This sample displays a rotating rectangle. It shows you how to use vertex buffers and shaders with a transformation matrix. The shaders were compiled with FXC.exe
, the DirectX effects compiler, which is included in the DirectX SDK and the Windows Platform SDK.
The script build.bat
only builds the executable. The necessary shader objects are included in this repository.
The shaders are defined in vs.code
(vertex shader) and ps.code
(pixel shader). Use the script build_all.bat
to recompile the shaders and then build the executable. You must have FXC.exe
installed and the variable FXC
in the build_all.bat
script must point to it.
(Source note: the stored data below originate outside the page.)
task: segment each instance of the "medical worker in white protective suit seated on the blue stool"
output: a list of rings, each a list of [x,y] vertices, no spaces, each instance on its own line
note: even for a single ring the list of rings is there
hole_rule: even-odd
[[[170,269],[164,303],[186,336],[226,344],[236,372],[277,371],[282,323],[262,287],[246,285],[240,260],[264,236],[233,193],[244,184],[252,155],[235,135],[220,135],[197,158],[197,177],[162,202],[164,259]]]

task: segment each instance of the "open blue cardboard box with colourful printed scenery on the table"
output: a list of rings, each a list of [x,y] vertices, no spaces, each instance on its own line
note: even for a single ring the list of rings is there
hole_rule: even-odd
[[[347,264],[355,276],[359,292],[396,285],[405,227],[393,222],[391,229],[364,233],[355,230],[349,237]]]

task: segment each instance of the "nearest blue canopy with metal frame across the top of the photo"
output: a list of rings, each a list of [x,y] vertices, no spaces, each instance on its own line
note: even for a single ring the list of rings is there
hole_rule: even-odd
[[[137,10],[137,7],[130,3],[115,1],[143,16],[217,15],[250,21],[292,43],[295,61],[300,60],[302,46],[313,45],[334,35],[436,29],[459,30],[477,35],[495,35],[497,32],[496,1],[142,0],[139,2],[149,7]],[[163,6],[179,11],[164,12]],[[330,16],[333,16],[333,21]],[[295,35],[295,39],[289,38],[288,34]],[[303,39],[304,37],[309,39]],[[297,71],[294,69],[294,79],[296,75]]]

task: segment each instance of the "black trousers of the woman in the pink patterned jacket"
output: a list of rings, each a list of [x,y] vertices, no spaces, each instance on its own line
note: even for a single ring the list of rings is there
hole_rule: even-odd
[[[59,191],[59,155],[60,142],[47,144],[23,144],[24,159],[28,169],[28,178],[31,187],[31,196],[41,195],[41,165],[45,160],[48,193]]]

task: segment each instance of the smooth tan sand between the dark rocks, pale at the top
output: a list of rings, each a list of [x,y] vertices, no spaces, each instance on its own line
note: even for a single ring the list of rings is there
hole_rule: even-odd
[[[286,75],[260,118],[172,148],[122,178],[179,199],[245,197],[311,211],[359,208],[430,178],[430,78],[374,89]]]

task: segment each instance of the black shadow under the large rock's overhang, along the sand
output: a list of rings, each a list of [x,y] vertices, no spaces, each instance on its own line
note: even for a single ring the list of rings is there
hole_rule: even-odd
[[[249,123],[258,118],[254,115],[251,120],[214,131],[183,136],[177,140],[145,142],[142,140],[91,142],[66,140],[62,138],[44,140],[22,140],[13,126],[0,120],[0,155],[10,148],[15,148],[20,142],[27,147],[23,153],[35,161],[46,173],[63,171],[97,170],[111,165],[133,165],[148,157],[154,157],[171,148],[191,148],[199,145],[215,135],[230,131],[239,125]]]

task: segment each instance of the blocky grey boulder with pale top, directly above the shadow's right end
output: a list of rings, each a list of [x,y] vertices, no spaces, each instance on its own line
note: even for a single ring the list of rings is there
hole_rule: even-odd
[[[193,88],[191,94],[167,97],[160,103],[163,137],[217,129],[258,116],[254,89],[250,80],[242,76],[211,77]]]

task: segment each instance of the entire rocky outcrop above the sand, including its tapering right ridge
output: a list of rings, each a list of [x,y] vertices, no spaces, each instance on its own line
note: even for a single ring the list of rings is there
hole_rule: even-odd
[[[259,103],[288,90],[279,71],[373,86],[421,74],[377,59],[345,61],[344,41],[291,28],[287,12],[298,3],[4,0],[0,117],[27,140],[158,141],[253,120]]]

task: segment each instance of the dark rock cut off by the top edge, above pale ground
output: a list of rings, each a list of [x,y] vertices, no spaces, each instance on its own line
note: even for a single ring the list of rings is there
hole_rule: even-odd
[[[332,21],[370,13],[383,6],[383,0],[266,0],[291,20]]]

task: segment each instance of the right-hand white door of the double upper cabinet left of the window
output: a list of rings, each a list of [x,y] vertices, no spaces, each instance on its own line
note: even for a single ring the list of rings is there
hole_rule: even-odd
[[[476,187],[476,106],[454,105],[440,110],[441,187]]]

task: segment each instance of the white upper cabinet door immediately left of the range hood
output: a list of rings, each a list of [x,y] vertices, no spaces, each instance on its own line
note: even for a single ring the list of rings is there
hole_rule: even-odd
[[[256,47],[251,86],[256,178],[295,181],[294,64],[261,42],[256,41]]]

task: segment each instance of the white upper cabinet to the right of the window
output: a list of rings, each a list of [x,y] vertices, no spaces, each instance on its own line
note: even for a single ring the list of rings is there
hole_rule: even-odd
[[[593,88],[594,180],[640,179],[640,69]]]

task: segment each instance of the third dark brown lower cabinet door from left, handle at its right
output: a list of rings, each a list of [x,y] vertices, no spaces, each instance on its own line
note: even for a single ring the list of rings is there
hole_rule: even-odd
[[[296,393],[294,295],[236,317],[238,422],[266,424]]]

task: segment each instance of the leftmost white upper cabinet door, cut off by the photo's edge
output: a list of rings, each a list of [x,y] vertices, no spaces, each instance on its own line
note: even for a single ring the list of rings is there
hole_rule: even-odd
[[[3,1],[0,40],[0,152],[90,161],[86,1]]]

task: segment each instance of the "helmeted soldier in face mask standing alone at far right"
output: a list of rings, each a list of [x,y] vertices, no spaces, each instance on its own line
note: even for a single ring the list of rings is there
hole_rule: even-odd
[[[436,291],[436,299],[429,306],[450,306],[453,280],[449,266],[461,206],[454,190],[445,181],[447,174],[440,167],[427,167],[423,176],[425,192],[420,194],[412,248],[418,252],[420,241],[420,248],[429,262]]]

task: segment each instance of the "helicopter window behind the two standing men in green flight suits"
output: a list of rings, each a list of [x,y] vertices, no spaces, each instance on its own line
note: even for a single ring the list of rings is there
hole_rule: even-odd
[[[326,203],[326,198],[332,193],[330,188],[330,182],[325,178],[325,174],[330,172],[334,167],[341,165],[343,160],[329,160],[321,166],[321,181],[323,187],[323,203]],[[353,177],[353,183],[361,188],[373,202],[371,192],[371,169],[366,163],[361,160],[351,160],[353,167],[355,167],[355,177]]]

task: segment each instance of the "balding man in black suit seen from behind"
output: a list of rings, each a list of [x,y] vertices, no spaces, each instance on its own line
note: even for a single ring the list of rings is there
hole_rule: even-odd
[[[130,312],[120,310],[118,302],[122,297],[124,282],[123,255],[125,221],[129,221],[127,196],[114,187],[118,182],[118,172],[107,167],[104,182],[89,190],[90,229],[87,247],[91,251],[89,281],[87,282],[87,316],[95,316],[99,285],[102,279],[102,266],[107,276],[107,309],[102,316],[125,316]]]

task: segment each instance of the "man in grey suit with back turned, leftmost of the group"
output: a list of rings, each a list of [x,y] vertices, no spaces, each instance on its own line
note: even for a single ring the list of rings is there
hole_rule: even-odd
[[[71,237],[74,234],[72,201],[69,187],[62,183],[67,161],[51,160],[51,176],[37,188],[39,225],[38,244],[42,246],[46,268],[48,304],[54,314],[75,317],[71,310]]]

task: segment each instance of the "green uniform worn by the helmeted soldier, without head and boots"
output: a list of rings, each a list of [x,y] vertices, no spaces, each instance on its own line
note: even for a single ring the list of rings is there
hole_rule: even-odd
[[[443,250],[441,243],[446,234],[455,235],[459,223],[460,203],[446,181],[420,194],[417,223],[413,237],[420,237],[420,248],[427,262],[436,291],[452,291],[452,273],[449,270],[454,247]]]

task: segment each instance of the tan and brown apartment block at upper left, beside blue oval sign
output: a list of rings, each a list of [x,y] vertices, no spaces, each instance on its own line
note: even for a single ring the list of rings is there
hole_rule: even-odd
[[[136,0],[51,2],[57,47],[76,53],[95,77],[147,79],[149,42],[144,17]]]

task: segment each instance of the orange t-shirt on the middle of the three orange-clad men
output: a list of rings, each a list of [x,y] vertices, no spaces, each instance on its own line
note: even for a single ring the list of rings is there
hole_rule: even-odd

The script will then compile vs.code
and ps.code
into vs.object
and ps.object
object files. These object files are then converted to byte slices that are embedded in the Go code. This is done with the bin2go
tool. This makes it unnecessary to load files at run-time, the shader object code is shipped with the executable.
For window creation this sample uses Allen Dang's gform library. Direct3D needs a handle to the window it runs in so you need a method for setting this up. Other libraries that you can use include SDL2 and the walk library.
If you simply build this sample with go build
the resulting program will keep a console window open while running. Use the build.bat
to build instead, it passes the flag -H=windowsgui
to the linker which gets rid of the console window.